Fans of Sesame Street's Big Bird will know: Everyone makes mistakes.
Of course, it's all very well for a man in a giant yellow chicken outfit to preach: "Don't get mad and don't get sad... mistakes are not so bad".
But if it's your bank which has made the mistake - and that mistake has a detrimental impact on your credit rating - it could cost you thousands of pounds.
This is because, as I explained in The Secret Way That Bank Keep Tabs On You, banks regularly share information about you and your credit record behind your back.
And following the credit crunch, the Fool has learned that some mortgage lenders and credit card providers are rejecting applications for credit because the applicant has a single black mark on their credit record.
So a single mistake by the bank (which may have occurred for a number of innocent reasons: because you were a victim of identity fraud, or an application was accidentally submitted twice) could potentially harm your ability to get a mortgage or any other form of credit at a low, ‘prime' rate in the future.
And this could cost you more than you think. Most sub-prime mortgage rates are around 2% higher than the cheapest rates for 'prime' borrowers with spotless credit records. Now, 2% might not seem a lot, but when you're borrowing large amounts, it can really add up. For example, if you borrowed the average Fool mortgage of £150,000 at a sub-prime rate instead of a prime rate, it would cost you an extra £2,200 a year.
And the worst part is, most lenders won't tell you their reasons for turning you down (as I recently found myself, when my application for a credit card was rejected).
That means a mistake could be sitting there on your file, right now, just waiting to cause havoc the next time you apply for credit.
Scary thought, isn't it?
Check Your Credit Report
In this uncertain economic environment, when a spotless credit rating is so important, it is a really good idea to check your credit report just to make sure everything is as it should be.
You could either buy a report from Equifax Credit Rating for £14.95, or you can sign up for a 30-free trial with Experian through The Motley Fool (this will allow you to access your report for free - but if you don't want to pay a monthly subscription charge, remember to cancel before the 30-day trial is over).

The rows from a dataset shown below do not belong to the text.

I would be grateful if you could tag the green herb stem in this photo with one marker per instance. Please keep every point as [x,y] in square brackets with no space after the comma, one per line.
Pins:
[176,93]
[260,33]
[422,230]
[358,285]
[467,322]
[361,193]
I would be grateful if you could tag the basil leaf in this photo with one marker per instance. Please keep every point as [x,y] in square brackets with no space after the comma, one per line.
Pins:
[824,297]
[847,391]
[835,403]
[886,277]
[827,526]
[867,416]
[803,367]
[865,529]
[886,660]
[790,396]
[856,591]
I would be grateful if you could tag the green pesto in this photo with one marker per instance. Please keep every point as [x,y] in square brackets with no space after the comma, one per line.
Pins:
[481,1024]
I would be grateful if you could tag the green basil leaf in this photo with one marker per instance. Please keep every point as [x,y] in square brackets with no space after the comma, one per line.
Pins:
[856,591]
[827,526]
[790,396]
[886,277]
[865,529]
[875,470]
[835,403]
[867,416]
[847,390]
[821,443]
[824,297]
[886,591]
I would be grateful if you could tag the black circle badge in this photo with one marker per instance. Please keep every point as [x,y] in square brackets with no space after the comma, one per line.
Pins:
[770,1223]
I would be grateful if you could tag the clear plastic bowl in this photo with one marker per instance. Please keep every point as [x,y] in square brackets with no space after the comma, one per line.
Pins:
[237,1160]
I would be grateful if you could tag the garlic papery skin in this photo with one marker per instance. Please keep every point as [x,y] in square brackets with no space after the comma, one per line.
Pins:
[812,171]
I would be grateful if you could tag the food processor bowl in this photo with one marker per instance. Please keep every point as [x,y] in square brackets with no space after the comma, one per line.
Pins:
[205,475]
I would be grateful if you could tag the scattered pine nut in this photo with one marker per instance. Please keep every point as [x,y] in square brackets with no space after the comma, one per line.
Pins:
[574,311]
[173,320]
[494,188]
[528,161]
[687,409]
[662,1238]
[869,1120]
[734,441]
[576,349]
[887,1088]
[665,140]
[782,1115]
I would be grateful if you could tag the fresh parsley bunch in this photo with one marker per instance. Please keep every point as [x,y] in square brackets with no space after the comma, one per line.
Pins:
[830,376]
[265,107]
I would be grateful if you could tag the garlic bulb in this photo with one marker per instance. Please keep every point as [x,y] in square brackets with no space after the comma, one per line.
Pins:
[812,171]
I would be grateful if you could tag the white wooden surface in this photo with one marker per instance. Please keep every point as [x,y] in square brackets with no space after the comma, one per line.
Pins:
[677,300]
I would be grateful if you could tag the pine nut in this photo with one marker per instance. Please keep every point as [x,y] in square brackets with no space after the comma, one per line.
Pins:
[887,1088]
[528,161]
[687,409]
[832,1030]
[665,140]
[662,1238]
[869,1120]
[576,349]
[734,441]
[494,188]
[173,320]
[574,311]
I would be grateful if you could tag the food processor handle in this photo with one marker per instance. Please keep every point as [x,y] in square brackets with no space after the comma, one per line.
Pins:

Correct Your Credit Report
If you do find there is a mistake on your report, there are a number of ways you can correct the error:
You can complain to your lender. Every lender should have a complaints procedure in place that will allow you to do this. Once you have done this, you will then have recourse to the Financial Ombudsman Service if it isn't sorted out. However, you have to wait until the bank has sent you a letter with its final response to your complaint, or 8 weeks have passed with no response.
You can contact a credit reference agency and ask them to contact the bank on your behalf and query the mistake.
You can add a 200-word statement to the credit report and explain the truth. This is called a ‘Notice of Correction'. You will need to contact a credit reference agency with the statement and ask them to put it in your report. This should cause any application you make to be referred by an automated computer check and passed on to a real live human being, who should be more sympathetic than a machine!
Best of all, you can do all of the above simultaneously if you want to.
In other words, if you see a mistake, don't let them get away with it! Get mad - and get it corrected!